With meaningful Chinese trade agreements looking quite unlikely in the near term, and the president’s love of tariffs unwavering, the White House will likely try to proceed with this reported subsidies plan—but it’s unclear precisely where those funds would come from. In Trump’s first term, the Department of Agriculture utilized funds from the Commodity Credit Corporation—a government-owned entity established to provide financial assistance to farmers—to support them. But as Wolf told TMD, “At this current point in time, they don’t have enough—by my understanding—Commodity Credit Corporation funds to do this.”

Trump’s Truth Social post suggested drawing the money from tariff revenue, but there are potential legal issues with that approach. Joseph Glauber, a research fellow emeritus at the International Food Policy Research Institute, told TMD that, although a certain percentage of tariff revenues can go toward agriculture, there are limitations. Namely, that “allocation is set by Congress each year, so to reallocate more of those monies towards farmers, that will probably require something from Congress.”

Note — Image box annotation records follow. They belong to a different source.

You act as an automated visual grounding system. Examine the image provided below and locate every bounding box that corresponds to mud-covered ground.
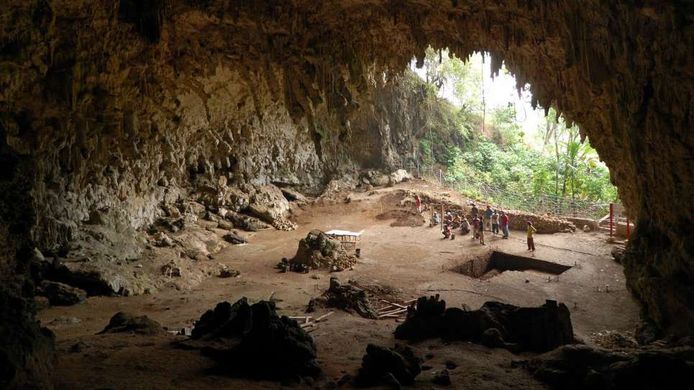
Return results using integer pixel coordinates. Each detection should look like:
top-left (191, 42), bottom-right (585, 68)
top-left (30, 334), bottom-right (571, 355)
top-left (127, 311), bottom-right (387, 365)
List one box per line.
top-left (39, 181), bottom-right (638, 389)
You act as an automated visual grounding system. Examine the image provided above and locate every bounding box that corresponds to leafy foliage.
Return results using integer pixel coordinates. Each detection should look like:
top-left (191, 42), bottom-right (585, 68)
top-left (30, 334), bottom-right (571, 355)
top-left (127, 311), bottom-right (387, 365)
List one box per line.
top-left (420, 49), bottom-right (617, 213)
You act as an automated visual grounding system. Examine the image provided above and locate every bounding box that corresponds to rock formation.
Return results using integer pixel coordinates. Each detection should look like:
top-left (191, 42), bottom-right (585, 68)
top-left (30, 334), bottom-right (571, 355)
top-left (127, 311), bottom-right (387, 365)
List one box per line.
top-left (395, 295), bottom-right (574, 352)
top-left (289, 230), bottom-right (357, 271)
top-left (0, 0), bottom-right (694, 384)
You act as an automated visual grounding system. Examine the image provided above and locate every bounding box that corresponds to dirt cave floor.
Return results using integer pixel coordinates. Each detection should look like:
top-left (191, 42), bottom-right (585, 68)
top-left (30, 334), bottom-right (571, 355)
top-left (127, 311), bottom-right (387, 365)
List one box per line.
top-left (39, 181), bottom-right (638, 389)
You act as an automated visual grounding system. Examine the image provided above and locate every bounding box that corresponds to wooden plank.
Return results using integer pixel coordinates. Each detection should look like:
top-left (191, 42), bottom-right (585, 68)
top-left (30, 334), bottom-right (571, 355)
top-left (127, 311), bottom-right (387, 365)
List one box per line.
top-left (379, 308), bottom-right (407, 317)
top-left (381, 299), bottom-right (407, 309)
top-left (316, 311), bottom-right (334, 322)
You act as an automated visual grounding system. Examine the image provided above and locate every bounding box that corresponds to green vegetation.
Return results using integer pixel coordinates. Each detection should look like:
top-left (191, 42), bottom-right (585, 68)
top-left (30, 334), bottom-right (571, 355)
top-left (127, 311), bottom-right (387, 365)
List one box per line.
top-left (419, 49), bottom-right (617, 217)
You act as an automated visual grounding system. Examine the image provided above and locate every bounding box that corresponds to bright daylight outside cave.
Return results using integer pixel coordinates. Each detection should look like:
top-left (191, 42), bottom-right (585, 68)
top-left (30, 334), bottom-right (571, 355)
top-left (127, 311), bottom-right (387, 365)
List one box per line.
top-left (0, 0), bottom-right (694, 390)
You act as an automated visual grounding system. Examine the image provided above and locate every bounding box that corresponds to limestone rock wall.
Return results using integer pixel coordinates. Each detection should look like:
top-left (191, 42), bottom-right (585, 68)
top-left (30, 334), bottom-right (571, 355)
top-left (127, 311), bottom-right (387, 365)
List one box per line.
top-left (0, 0), bottom-right (694, 384)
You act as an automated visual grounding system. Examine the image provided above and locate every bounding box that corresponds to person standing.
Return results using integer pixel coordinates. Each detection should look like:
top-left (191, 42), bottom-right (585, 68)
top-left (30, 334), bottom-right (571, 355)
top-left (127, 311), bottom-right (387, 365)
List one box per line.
top-left (482, 205), bottom-right (494, 230)
top-left (492, 210), bottom-right (499, 235)
top-left (499, 211), bottom-right (509, 239)
top-left (527, 221), bottom-right (537, 252)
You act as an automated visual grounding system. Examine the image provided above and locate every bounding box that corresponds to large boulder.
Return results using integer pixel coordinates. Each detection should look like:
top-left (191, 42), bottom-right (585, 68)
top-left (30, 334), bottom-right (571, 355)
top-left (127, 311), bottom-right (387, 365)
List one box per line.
top-left (290, 230), bottom-right (357, 271)
top-left (355, 344), bottom-right (422, 387)
top-left (395, 296), bottom-right (574, 352)
top-left (191, 298), bottom-right (321, 380)
top-left (98, 311), bottom-right (164, 335)
top-left (389, 169), bottom-right (412, 185)
top-left (308, 276), bottom-right (378, 319)
top-left (521, 345), bottom-right (694, 390)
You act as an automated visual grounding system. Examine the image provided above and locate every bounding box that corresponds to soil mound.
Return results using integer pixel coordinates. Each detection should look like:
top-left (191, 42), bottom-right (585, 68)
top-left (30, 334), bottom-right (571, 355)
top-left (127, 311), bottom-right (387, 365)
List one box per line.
top-left (290, 230), bottom-right (357, 271)
top-left (307, 276), bottom-right (377, 319)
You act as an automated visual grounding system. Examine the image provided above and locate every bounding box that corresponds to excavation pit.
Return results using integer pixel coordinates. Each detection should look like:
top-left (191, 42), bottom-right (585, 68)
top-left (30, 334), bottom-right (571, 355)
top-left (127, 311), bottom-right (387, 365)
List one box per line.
top-left (453, 251), bottom-right (571, 279)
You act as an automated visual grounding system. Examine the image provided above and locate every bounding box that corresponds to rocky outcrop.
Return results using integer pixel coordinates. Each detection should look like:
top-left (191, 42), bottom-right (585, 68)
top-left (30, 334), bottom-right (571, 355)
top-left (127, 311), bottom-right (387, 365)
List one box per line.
top-left (289, 230), bottom-right (357, 271)
top-left (354, 344), bottom-right (422, 388)
top-left (99, 311), bottom-right (164, 335)
top-left (524, 345), bottom-right (694, 390)
top-left (395, 295), bottom-right (574, 352)
top-left (190, 298), bottom-right (321, 380)
top-left (0, 0), bottom-right (694, 384)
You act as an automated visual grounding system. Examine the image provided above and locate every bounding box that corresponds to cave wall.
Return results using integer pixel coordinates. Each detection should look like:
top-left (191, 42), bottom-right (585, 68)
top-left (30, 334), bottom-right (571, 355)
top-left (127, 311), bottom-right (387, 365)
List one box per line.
top-left (0, 0), bottom-right (694, 386)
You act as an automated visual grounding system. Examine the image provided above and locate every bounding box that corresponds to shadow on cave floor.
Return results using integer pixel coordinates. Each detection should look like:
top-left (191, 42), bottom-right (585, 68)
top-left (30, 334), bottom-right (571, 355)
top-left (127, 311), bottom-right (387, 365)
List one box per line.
top-left (39, 181), bottom-right (638, 388)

And, as it happens, Congress is a bit preoccupied with trying (somewhat) to end the government shutdown that began at the beginning of the month—and the two sides are seemingly no closer to a solution than they were when the federal government first ran out of money.

The Senate has conducted some regular business, such as considering nominations and passing the National Defense Authorization Act, but it is unclear whether the chamber will have the bandwidth to take up something that is connected to a partisan issue and will require 60 votes to pass. Even if it were to pass something in the near term, the House of Representatives has not been in session since last month, as Speaker Mike Johnson has canceled its proceedings to put pressure on Democrats to fold.

Additionally, as Senate Majority Leader John Thune noted, during the shutdown, farmers are unable to get loans and other services from Farm Service Agency offices. But farmers represent a beloved constituency on both sides of the aisle, so there is the prospect for the body to authorize funds sooner or later. As Kevin Williamson noted in a recent Wanderland newsletter, Democratic lawmakers and candidates’ positions on trade are often not that different than their Republican counterparts’.

“You have a luxury like you can’t imagine,” Republican Sen. Jim Justice of West Virginia told TMD. “You go to Outback tonight and throw away half what you eat, okay? And countries all across this world would give anything to have what you throw away. … And who do we owe that to? We owe that to that guy that’s driving a 12-year-old pickup truck and making $28,000 a year instead of making $350,000 in Goldman Sachs’ heaviest money.”